Four Music/Sony Music

Falls Deutscher Rap überhaupt noch zu retten ist, dann könnte Marteria tatsächlich seine Rettung sein.

Er hat eine Menge Beistand: Peter Fox und Jan Delay treten nicht nur als Gaststimmen, sondern auch als Mentoren auf, Miss Platnum singt und die Beats stammen von The Krauts, die Peter Fox zur Erfolgsmarke produziert haben. Aber Marteria kann auch jede Unterstützung gebrauchen. Mit ZUM GLÜCK IN DIE ZUKUNFT soll er schließlich den zuletzt direkt in die Bedeutungslosigkeit dümpelnden deutschen Hip-Hop retten. Dazu reaktiviert der Berliner Marten Laciny den intelligenten Reim, ohne gleich wieder in die Fettnäpfchen des Studenten-Rap zu treten.
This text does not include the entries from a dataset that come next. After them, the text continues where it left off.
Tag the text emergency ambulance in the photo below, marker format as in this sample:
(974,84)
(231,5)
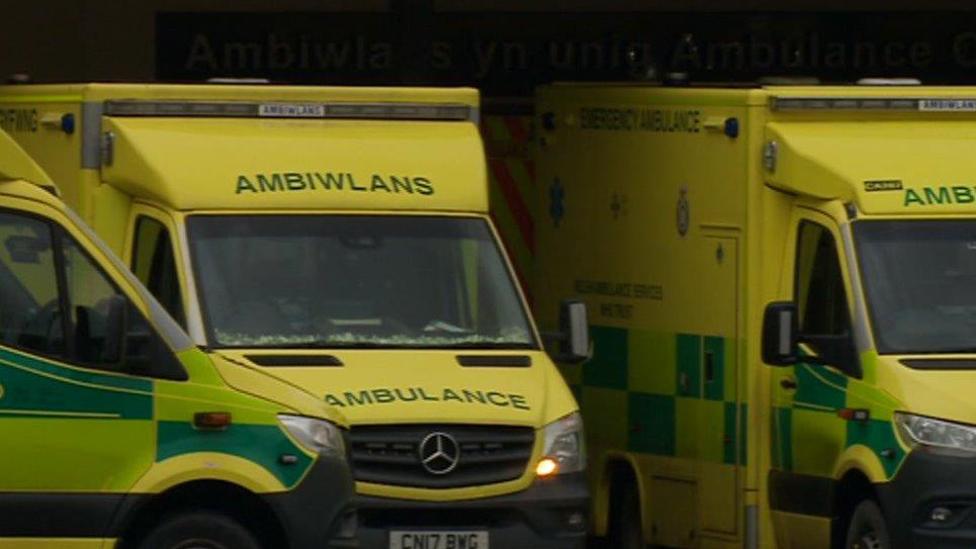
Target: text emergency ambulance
(117,431)
(717,233)
(339,239)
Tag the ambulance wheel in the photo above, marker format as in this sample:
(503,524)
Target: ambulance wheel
(200,530)
(867,529)
(625,517)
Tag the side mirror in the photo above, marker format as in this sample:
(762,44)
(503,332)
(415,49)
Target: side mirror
(779,339)
(574,333)
(114,330)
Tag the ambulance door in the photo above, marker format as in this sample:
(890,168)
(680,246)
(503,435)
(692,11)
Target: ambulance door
(153,256)
(719,426)
(809,434)
(77,430)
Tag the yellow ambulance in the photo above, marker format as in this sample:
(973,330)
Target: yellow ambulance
(339,239)
(782,288)
(118,431)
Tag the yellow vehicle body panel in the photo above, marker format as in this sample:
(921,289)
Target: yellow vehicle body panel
(80,431)
(243,174)
(675,214)
(170,168)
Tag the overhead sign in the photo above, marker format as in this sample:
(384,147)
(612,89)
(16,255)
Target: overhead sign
(509,53)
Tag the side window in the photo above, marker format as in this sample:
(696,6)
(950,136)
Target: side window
(154,265)
(107,331)
(90,300)
(820,293)
(30,308)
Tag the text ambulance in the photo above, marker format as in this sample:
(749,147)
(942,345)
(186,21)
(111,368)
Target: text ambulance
(339,239)
(117,431)
(782,286)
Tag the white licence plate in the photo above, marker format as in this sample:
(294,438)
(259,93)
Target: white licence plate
(438,539)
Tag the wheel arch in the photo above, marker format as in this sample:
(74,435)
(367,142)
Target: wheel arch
(852,488)
(615,466)
(137,515)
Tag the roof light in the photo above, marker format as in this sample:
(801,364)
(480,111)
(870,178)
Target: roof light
(272,109)
(920,104)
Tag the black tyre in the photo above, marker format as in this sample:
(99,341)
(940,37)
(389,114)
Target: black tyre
(200,530)
(867,528)
(625,517)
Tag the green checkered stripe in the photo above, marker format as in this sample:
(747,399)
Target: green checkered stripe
(663,394)
(821,393)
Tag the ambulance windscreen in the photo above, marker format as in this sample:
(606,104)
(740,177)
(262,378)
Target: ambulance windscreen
(356,281)
(920,282)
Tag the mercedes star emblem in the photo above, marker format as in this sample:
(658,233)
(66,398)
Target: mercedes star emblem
(439,453)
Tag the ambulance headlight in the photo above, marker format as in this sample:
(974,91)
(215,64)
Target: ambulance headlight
(316,435)
(563,447)
(935,433)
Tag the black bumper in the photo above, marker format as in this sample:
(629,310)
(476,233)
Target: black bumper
(925,482)
(536,518)
(319,513)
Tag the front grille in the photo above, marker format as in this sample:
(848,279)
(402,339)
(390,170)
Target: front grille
(487,454)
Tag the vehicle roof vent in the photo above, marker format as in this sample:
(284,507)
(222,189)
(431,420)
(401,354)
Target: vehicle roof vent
(889,82)
(229,80)
(788,81)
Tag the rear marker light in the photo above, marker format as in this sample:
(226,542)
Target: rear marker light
(211,421)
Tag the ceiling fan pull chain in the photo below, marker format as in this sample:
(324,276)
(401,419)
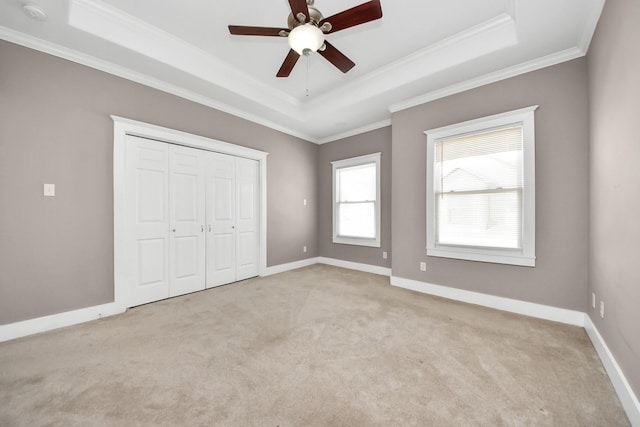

Selbst die Songs, die sich hinter Titeln wie „Amys Weinhaus“, „Marteria Girl“ und „Kate Moskau“ verstecken, umkurven erstaunlich leichtfüßig die vielen Klischee-Fallen, die der Hip-Hop bereitstellt. Während der Konkurrenz ständig die Metaphern verrutschen, kann Marteria es sogar wagen, Diddl-Tassen und Tupac im gleichen Reim einzusetzen. Männer dürfen bei ihm auch mal weinen, ja sogar schwul werden. Deshalb muss Marteria auch nicht bellen, sondern schmiegt seine Reime so selbstverständlich an die großartigen Beats der Krauts, dass man geneigt ist, an das Unmögliche zu glauben: An eine Zukunft für den deutschen Rap.